Sitting at the heart of Zimbabwe is the City of Gweru. This town has a strategic position, as it links the country with neighbouring countries like Botswana, South Africa, Zambia, Malawi and Mozambique.

As a provincial capital and hub of economic activities in the midlands province, this city attracts large numbers of migrants from surrounding rural areas. This council has a vision to be a clean, green and dynamic city. Their mission is to provide effective and efficient services to the people of Gweru.

The Gweru Town Council started working with Gender Links in 2009. The council has participated in the Local Government summit three times. They managed to scoop the 2012 runner-up award in the Local Economic Development category and the 2012 Institutional COE award at the national level.

As a Centre of Excellence, the council has committed to mainstream gender in all its areas of work. The SADC Protocol on Gender and Development and the Millennium Development Goals closely guide in the roll out of their work.

“Before the COE process, we were doing mainstreaming. However; we did not know we were doing it the right way. Gender issues are topical issues on the international agenda. However, we were not crying out loudly enough, says Unity Jaji, Director of Housing and Community Services.” Nevertheless, when GL, came along, we then realised there were gaps. We did not have documentation like policies. We did not know how much we were implementing what the national gender policy was calling for,” she continues.

The council a has recruitment policy which gives both women and men an opportunity. The Council’s female staff have managed break barriers to occupy positions in previously male dominated areas of work. The electrical engineer, water engineer and chief town planer are female.
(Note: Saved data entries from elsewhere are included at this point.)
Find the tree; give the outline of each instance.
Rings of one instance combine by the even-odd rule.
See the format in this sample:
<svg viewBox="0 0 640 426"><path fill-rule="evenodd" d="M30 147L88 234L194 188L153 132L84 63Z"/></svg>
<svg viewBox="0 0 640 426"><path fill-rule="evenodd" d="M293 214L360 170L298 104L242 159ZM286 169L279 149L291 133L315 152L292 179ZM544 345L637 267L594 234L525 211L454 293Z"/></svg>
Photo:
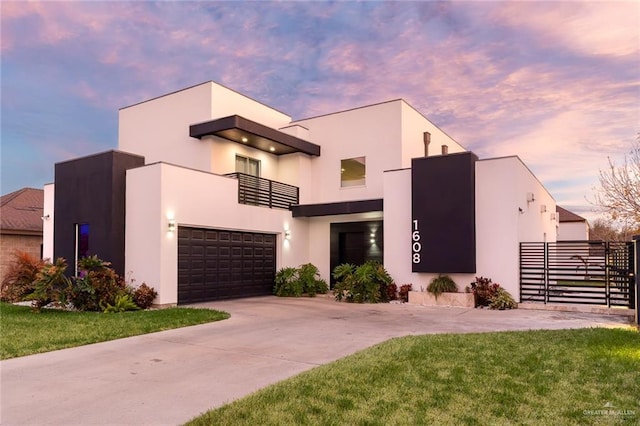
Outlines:
<svg viewBox="0 0 640 426"><path fill-rule="evenodd" d="M595 204L602 207L612 222L623 228L640 229L640 132L631 152L621 165L611 158L609 167L600 170L600 187Z"/></svg>
<svg viewBox="0 0 640 426"><path fill-rule="evenodd" d="M633 230L624 226L619 229L602 218L596 219L589 226L590 240L631 241L631 237L634 235L640 235L640 229Z"/></svg>

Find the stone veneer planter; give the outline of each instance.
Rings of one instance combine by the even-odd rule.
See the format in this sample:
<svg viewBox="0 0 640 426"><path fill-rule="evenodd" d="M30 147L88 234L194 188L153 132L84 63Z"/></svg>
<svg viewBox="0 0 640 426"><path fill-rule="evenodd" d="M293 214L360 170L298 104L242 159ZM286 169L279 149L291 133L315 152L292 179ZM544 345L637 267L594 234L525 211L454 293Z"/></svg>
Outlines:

At council level, there are disparities, as the council has 18 male councillors and 2 female councillors.

“We take pride in having females occupy male dominated arenas. We hope there will be a turnaround in the number of councillors after the coming election. Women are now inspired to be in politics as they look up to people like our Vice President Honourable Cde Joyce Mujuru, ” says Jaji.

The council’s main agenda is service delivery. It employs a multi-faceted approach in delivering the basic needs of the community. “We engage our community on so many levels that they are forthcoming, and understanding on things we cannot deliver,” says Jaji.

“In community engagements, we invite both men and women to discuss issues that concern them. They talk about water, rubbish collection, bad roads, facilities and even their bills.
Community projects sites like the nutrition gardens and vending stalls have become a place where the community engages in debate and discussions on topical issues that concern them, and this helps them make informed decisions. From these discussions, people write letters to council to raise concerns on high tariffs, facilities that are broken down or lack of water. We encourage women to participate in projects and also to vote for other women. Through voter education, they get help to realise that women can equally participate in politics,” she continues.

This council has been facing challenges in the adoption of its policy. It has not been able to sign the policy. They are however being guided by the National Gender Policy. Funding to sponsor initiatives to mainstream gender is also a challenge in the council.

“We are running a gender budgeting programme with the Zimbabwe Women’s Resource Centre Network (ZWRCN), where council is being taught about gender budgeting
We will consider this plight of the majority, who are women and we are putting them as first preference in these community projects,” says Jaji.

“The COE process is a good project, as it is changing the minds of policymakers. GL is doing this for our own benefit even though we know there aren’t monetary or tangible benefits. GL is giving us knowledge and an education that we can apply even way after the COE project has ended.”